‘This is impossible,’ one of them shouts, and Malin orders them back, draws her pistol from its holster, and ignoring the risk of ricochets she kneels down at the side of the steps leading up to the doorway and shoots off the black-painted iron lock, probably several hundred years old, emptying her magazine, and the lock falls from its chiselled hole onto the stone steps.
Malin is first inside.
Rushing through the rooms.
The kitchen like a shiny white slaughterhouse even in the darkness.
She rushes down the steps into the cellar, expecting to see Axel Fagelsjo down there together with Anders Dalstrom. But what will the scene look like?
The cellar is dark and cold and she’s having trouble breathing, she can feel the others behind her, their fear, their footsteps drumming rhythmically on the stone floors. She crouches as she goes through the passageways, kicking open the door to what must once have been a prison cell. Was this where the Russian prisoners-of-war were locked up before they were walled up in the moat?
They go through one, two, three rooms. All empty.
Then a fourth door.
Light coming from behind it.
Malin presses the handle.
What am I going to see?
She opens the door.
72
Is he still here?
Bettina, is that you?
No, but is he still here?
What was it he said?
I didn’t understand.
Someone’s coming now, is he coming back?
He took his stinking fingers out of my nostrils, but the rag is still in my mouth. He didn’t cut me again.
Ropes around my ankles and wrists. I try pulling this way and that, and I know he’s going to come back, I want to see you, Bettina.
Or do I?
I want to stay.

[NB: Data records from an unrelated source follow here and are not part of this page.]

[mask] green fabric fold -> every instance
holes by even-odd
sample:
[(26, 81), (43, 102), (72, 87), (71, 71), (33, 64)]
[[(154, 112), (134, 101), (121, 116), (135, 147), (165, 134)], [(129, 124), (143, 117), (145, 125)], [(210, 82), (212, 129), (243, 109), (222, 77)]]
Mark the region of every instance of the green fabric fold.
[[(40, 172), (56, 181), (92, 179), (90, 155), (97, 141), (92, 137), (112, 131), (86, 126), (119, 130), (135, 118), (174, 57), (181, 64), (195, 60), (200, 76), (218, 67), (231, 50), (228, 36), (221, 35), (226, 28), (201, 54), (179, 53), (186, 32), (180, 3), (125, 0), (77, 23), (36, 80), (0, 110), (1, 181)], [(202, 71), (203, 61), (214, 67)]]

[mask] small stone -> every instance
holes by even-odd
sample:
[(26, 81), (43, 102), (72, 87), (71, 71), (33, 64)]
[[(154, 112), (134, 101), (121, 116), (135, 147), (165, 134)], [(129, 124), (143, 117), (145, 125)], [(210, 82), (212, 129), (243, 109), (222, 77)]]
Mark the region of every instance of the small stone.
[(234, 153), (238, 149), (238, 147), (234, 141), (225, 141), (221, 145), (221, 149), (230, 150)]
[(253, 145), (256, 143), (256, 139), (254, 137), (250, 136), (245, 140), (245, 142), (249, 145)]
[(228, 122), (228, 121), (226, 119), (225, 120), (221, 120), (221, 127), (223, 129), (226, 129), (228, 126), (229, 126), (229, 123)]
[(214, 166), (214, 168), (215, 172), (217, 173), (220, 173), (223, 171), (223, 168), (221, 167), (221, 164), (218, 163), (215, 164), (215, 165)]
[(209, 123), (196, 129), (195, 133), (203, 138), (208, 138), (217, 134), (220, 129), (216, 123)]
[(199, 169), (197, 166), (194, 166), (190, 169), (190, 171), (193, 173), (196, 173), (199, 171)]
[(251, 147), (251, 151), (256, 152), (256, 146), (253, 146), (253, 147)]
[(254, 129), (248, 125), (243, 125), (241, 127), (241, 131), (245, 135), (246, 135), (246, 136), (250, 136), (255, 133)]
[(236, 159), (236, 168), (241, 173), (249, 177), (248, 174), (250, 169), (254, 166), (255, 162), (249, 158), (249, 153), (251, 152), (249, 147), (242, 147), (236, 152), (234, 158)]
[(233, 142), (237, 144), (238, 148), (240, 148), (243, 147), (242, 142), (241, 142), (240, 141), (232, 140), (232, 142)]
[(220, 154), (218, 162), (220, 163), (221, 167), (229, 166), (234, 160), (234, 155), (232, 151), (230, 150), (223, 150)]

I know what I’ve got to do, I can feel the light returning to my eyes now, I heard a door open, is that death or life coming in?
Spare me.
I’m a good person.
The room is bathed in light from a spotlight in the ceiling.
Malin sees him.
He’s sitting still on a chair in the middle of the room, blood running from his head and nostrils.
Axel Fagelsjo.
Alone. No Anders Dalstrom.
Fagelsjo. Not so imposing now, and Malin thinks that it makes little difference if he’s alive or dead, yet she still hesitates in front of him, approaching him slowly, is he dead, alive?
Fagelsjo seems to be melting into the stone beneath him, his blood seems to be sucked up by the castle walls, and she can feel the heartbeat of history, pumping a strange music through her veins.
Standing right in front of Fagelsjo now.
She puts an arm on his shoulder.
He squints. His eyes seem to clear.
Malin waves the others into the room. No one else there, where’s Dalstrom?
And Fagelsjo jerks.
Coughs, wants the rag out of his mouth, and Malin looks around again, nothing, and she puts her pistol down on the stone floor, Zeke breathing heavily behind her.
Then she takes the rag from Fagelsjo’s mouth as a uniformed officer cuts the ropes tying his wrists and ankles.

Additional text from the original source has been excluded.